November 29 at Lille Vega
Trip-hop is a genre of electronic music spawned in the aftershocks of the UK’s acid house culture of the early 1990s, with significant rooting in the city of Bristol. Fusing influences of hip-hop and electronica with doses of rock for good measure, trip-hop is eclectic, trippy, and experimental in its purest form.
Indeed it was these three tenets that punctuated Tricky’s concert at a haze-filled Lille Vega on Friday night, as the godfather of the genre himself gave a show that didn’t well and truly get airborne but nonetheless offered a distinct musical experience.
Tricky (née Adrian Thaws) was one of the driving forces behind the legendary act Massive Attack, whose music continues to demarcate the most poignant moments of movie soundtracks today, almost two decades after they rose to fame. His forays with Massive Attack led him to branch out as a solo musician, enjoying chart success with albums such as 1995’s Maxinquaye, whose heights he never quite managed to recapture over a consistent tradition of album releases through the years thereafter.
Playing to a crowd predominantly in their 30s, Tricky walked onto the Vega stage sporting his familiar bare-chested look flanked by his backing band in low-lit, smoky confines, emphasizing the shamanic quality that characterizes his live shows.
An eerie, almost intoxicating start found a rather quiet Tricky confining himself to one side of the stage, even turning his back to the audience on many occasions. Tricky elicited a strong response from the audience with ‘Black Steel’, a riveting revolutionary tune off Maxinquaye that seemed to denote a welcome change of pace midway through.

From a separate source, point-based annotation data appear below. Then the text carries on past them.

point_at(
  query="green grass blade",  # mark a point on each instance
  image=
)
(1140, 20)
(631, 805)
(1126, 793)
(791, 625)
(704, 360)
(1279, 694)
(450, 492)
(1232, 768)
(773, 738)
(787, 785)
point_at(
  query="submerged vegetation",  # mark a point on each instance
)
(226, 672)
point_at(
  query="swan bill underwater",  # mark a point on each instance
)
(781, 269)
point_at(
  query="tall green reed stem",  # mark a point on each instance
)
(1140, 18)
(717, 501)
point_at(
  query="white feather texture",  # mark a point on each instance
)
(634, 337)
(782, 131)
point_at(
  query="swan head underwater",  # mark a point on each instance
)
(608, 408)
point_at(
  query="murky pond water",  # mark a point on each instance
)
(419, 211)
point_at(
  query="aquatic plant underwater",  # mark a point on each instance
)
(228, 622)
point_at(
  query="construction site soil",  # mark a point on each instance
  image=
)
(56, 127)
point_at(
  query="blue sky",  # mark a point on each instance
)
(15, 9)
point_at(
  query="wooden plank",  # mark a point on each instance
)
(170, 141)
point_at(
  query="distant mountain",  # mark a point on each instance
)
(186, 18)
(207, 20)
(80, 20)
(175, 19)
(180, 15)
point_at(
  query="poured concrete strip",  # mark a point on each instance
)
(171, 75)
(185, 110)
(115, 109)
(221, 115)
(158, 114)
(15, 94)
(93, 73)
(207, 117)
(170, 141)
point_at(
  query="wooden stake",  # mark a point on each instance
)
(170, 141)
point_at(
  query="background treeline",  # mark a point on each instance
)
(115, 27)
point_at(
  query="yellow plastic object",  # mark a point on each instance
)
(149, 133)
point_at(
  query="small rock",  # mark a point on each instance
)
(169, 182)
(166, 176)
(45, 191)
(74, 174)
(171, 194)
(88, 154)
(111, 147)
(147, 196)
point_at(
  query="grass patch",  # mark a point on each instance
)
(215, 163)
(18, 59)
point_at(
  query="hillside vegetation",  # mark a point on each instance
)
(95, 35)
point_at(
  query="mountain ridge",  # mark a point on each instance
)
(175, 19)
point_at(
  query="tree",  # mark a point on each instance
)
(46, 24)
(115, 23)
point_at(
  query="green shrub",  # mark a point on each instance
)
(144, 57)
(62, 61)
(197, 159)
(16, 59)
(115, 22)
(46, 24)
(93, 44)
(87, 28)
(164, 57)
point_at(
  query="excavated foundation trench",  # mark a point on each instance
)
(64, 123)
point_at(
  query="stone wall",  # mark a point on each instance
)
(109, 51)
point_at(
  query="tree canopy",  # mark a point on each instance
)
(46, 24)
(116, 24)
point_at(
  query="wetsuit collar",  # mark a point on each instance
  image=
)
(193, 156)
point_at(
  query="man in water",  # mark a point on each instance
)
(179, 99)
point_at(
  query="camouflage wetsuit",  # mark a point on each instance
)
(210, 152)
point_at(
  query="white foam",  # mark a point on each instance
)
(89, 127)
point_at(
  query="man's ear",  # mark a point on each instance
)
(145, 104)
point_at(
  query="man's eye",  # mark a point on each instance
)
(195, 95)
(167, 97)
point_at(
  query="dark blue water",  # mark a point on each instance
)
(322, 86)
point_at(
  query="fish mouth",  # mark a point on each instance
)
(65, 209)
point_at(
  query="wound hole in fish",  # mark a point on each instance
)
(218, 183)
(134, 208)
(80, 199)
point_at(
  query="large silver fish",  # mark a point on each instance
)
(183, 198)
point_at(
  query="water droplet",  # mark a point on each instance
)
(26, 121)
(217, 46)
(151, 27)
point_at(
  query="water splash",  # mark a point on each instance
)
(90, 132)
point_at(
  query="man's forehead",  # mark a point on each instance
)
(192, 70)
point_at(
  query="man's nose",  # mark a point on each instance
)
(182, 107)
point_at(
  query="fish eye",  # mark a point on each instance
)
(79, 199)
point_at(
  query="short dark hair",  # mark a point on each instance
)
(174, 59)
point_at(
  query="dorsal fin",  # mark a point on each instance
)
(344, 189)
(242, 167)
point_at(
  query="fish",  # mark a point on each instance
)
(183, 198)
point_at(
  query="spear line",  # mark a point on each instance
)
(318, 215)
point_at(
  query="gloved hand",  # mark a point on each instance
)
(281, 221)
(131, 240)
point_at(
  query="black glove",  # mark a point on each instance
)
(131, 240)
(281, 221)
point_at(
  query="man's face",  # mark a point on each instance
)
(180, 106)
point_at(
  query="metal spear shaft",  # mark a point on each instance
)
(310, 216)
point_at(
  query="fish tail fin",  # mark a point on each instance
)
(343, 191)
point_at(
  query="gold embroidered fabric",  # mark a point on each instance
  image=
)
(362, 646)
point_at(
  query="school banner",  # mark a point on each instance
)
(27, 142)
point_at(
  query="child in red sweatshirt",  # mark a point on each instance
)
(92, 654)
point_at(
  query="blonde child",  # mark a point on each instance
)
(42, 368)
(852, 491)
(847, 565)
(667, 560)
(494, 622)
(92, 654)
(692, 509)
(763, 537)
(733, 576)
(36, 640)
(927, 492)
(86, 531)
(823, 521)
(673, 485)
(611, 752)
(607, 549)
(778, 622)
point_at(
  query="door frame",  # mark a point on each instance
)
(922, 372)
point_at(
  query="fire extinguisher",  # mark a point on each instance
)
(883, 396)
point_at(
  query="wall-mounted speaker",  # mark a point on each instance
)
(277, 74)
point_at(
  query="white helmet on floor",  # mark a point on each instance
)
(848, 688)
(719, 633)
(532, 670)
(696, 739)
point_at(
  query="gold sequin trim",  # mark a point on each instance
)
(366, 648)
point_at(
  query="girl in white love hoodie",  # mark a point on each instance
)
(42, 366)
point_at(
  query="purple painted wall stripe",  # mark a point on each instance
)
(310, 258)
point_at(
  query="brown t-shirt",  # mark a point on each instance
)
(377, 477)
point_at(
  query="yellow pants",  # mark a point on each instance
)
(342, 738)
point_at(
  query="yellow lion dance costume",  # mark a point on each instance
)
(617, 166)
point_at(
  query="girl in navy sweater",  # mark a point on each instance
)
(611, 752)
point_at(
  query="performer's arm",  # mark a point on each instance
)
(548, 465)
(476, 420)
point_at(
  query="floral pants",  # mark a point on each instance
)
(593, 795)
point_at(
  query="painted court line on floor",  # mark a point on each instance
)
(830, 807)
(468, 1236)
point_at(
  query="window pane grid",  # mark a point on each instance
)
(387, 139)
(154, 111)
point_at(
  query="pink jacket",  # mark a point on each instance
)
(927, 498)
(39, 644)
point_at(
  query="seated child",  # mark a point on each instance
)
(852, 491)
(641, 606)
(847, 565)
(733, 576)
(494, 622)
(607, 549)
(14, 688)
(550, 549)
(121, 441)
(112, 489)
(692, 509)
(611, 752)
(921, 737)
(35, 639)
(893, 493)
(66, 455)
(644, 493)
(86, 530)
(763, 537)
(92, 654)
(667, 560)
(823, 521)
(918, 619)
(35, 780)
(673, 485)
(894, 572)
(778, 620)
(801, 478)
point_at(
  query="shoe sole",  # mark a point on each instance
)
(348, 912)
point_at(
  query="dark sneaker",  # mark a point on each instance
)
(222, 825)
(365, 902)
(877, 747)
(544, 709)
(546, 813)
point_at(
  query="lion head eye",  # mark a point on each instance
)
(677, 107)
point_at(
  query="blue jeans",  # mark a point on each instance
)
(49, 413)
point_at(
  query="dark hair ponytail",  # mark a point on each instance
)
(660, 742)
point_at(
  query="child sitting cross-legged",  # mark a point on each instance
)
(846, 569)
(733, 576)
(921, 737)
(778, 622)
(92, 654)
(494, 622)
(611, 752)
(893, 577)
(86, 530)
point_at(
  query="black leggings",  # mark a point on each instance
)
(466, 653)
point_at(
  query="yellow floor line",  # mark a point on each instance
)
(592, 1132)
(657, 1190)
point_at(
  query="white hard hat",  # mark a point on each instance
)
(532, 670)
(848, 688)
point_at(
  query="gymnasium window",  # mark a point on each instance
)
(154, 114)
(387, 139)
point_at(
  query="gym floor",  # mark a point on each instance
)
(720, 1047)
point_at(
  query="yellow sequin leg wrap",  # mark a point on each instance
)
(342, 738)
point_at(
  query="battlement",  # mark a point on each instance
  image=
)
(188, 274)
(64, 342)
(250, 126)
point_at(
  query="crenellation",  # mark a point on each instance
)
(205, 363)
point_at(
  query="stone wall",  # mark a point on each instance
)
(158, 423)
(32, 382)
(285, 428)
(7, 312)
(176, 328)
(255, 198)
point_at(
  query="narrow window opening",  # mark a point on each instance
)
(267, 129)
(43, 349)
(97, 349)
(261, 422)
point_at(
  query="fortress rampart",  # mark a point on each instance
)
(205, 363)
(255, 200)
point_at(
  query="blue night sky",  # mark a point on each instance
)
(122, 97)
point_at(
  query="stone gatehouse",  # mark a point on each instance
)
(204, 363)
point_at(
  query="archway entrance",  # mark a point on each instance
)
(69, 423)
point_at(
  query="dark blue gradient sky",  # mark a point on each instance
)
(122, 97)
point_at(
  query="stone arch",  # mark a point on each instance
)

This was however short-lived as technical glitches shot down the track in mid air, prompting a switch to another song.
Tricky seemed unfazed by this and oblivious to the world around him in his corner of the stage, surrounded by a maze of swirling smoke and clearly on a superlative high of his own. The audience then joined the experimentation as a good 20 or so frontrunners got the opportunity to clamber on stage for a couple of songs. Come the end, a noncommittal applause for a curtain call was the audience’s way of responding to a dull and unconvincing performance.
Tricky re-appeared and like Shantel before him on Wednesday at the same venue, performed a few good songs to round off the concert, an eclectic, trippy and experimental performance that called for an acquired taste. There’s no doubting Tricky’s contribution to British music nor his talents as a pioneer in electronic music, but Friday’s show left much to be desired and lacked the spark and creativity of his earlier career.